The secret of his success lies in his refusal to bend to political norms. Instead, Bennett calls himself Porongo’s “general manager,” plying a corporate management style that gets right to the heart of local issues while avoiding time-consuming bureaucracy and blatant dishonesty.

Bennett insists he never dreamed of entering politics. He originally came to Bolivia in 1983 with the British Geological Survey to research land formations. He also became involved in looking for gold mines, and found them for a number of international companies and, eventually, one for himself.

He also acquired a farm in Porongo, which was then virtually cut off from Santa Cruz, 20 km away. When Bolivia experienced an economic upturn in the mid-1990s, Bennett and 60 business acquaintances in the area sensed Porongo might become an investment target, and spent considerable time and money improving facilities in the municipality.

The group decided they should be represented on the local council, and Bennett was their man.

“I was shocked,” Bennett says. “I went home, told the wife and she said, ‘If you do it, I’ll divorce you.’ She knows what politicians are like here. They’re looked down on, because of the corruption. I told her someone has to make a change. She said: ‘Yes, but it doesn’t have to be you!’ “

Eventually, Brenda gave way. Bennett ran for mayor, was elected, and walked straight into trouble. In his first six months in office, the opposition, led by the former mayor, brought several legal actions against him; one that Bennett couldn’t legally be mayor as he hadn’t undertaken military service, another that he wasn’t “a proper Bolivian.”

What’s more, Bennett inherited a $250,000 debt. His solution was to put a freeze on expenditure. “It all went down very badly,” Bennett says. “Locals said, ‘Hey, this gringo’s doing nothing.’ Even my supporters on the local council said the same. They were right, I wasn’t. I couldn’t!”

In his first year, Bennett balanced the books, but he was still met with heavy criticism. Last December, 500 local farmers — encouraged, he says, by the former mayor — attempted to oust him. They turned up on his doorstep with banners sporting slogans such as “Gringo Afuera!” — “Gringo Out!”
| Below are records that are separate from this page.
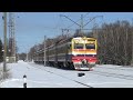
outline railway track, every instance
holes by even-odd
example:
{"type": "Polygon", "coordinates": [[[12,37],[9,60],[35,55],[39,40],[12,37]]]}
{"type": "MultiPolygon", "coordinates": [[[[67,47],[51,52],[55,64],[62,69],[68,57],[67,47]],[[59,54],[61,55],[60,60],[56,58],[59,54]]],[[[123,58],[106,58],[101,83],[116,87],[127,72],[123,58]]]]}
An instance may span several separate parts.
{"type": "Polygon", "coordinates": [[[111,72],[103,72],[103,71],[93,71],[94,74],[100,74],[104,77],[112,77],[112,78],[119,78],[119,79],[125,79],[125,80],[133,80],[133,76],[126,76],[126,74],[119,74],[119,73],[111,73],[111,72]]]}
{"type": "Polygon", "coordinates": [[[59,77],[65,78],[65,79],[68,79],[68,80],[74,81],[74,82],[76,82],[76,83],[79,83],[79,84],[81,84],[81,86],[84,86],[84,87],[88,87],[88,88],[94,88],[94,87],[92,87],[92,86],[89,86],[89,84],[83,83],[83,82],[81,82],[81,81],[78,81],[78,80],[74,80],[74,79],[68,78],[68,77],[65,77],[65,76],[62,76],[62,74],[55,73],[55,72],[53,72],[53,71],[45,70],[45,69],[42,69],[42,68],[38,68],[38,67],[35,67],[34,64],[32,64],[32,67],[34,67],[34,68],[37,68],[37,69],[41,69],[41,70],[47,71],[47,72],[49,72],[49,73],[52,73],[52,74],[55,74],[55,76],[59,76],[59,77]]]}

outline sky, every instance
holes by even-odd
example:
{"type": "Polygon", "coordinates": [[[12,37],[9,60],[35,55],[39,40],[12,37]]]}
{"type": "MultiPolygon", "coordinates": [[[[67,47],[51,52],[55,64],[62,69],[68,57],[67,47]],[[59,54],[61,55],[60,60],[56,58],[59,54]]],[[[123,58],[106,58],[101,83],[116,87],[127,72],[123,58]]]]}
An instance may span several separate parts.
{"type": "MultiPolygon", "coordinates": [[[[41,43],[47,38],[54,38],[61,34],[61,29],[71,28],[71,33],[79,28],[63,14],[69,17],[78,24],[81,22],[81,14],[83,14],[83,24],[96,16],[103,16],[92,20],[84,29],[91,29],[94,23],[101,26],[106,22],[115,22],[116,20],[127,20],[132,22],[133,12],[14,12],[16,21],[16,41],[19,48],[19,53],[28,52],[34,44],[41,43]]],[[[3,41],[3,13],[0,12],[0,39],[3,41]]],[[[8,29],[9,30],[9,29],[8,29]]],[[[7,30],[7,37],[9,31],[7,30]]]]}

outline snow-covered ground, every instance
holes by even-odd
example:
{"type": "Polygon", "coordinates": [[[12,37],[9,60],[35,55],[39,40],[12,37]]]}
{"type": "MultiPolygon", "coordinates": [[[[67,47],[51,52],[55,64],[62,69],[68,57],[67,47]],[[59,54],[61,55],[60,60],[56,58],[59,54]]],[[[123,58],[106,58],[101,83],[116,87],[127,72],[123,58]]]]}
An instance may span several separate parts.
{"type": "Polygon", "coordinates": [[[11,78],[1,88],[23,88],[27,74],[28,88],[133,88],[133,68],[112,64],[96,66],[93,71],[63,70],[33,62],[8,63],[11,78]],[[78,77],[83,72],[85,76],[78,77]]]}

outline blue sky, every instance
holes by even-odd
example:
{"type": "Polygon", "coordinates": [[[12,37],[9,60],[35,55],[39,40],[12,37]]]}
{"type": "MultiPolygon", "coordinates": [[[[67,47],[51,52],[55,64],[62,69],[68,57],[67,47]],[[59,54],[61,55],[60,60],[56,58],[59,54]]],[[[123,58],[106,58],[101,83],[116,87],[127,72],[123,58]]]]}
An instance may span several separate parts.
{"type": "MultiPolygon", "coordinates": [[[[91,29],[94,22],[100,26],[103,22],[110,23],[116,20],[127,20],[132,22],[133,19],[133,12],[14,12],[14,14],[18,52],[29,51],[32,46],[41,43],[44,36],[47,36],[47,38],[53,38],[61,34],[62,28],[79,28],[69,19],[60,17],[60,14],[68,16],[78,23],[80,23],[81,14],[84,16],[84,23],[95,16],[103,16],[103,19],[96,18],[90,24],[85,26],[85,29],[91,29]]],[[[0,18],[1,17],[2,12],[0,12],[0,18]]],[[[71,33],[73,32],[74,31],[71,31],[71,33]]],[[[2,18],[0,19],[0,38],[3,40],[2,18]]]]}

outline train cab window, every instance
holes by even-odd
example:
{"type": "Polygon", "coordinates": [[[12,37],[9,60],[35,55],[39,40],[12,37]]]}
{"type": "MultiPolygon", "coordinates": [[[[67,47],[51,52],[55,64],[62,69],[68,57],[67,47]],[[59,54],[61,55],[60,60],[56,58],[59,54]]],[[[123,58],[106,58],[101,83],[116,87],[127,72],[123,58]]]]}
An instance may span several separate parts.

“They came along with firecrackers and dynamite,” Bennett recalls. “We held a meeting. . . . It started at 9 a.m. and finished at 10 p.m. I spoke for seven hours and didn’t eat all day.”

He survived and, despite constant harassment from the opposition, remains enthusiastic about his job and future projects.

One of them is to spread the Porongo name. Currently, organizations from around the globe are conducting a variety of feasibility studies for development projects in the district. One, from Spain, is to introduce honey-making there. A Canadian outfit, meanwhile, is looking at building a major road through the municipality.

He has also made use of his contacts in Britain. A team of British businesspeople recently visited to research a tourism project in Porongo, a picturesque, yesteryear village located amid one of Bolivia’s most unspoiled national parks and sporting one of its oldest Jesuit churches.

“The name of Porongo is all over the place, not just Santa Cruz and Bolivia,” Bennett says. “People come to Santa Cruz now because they want to see Porongo. We’re selling the name.”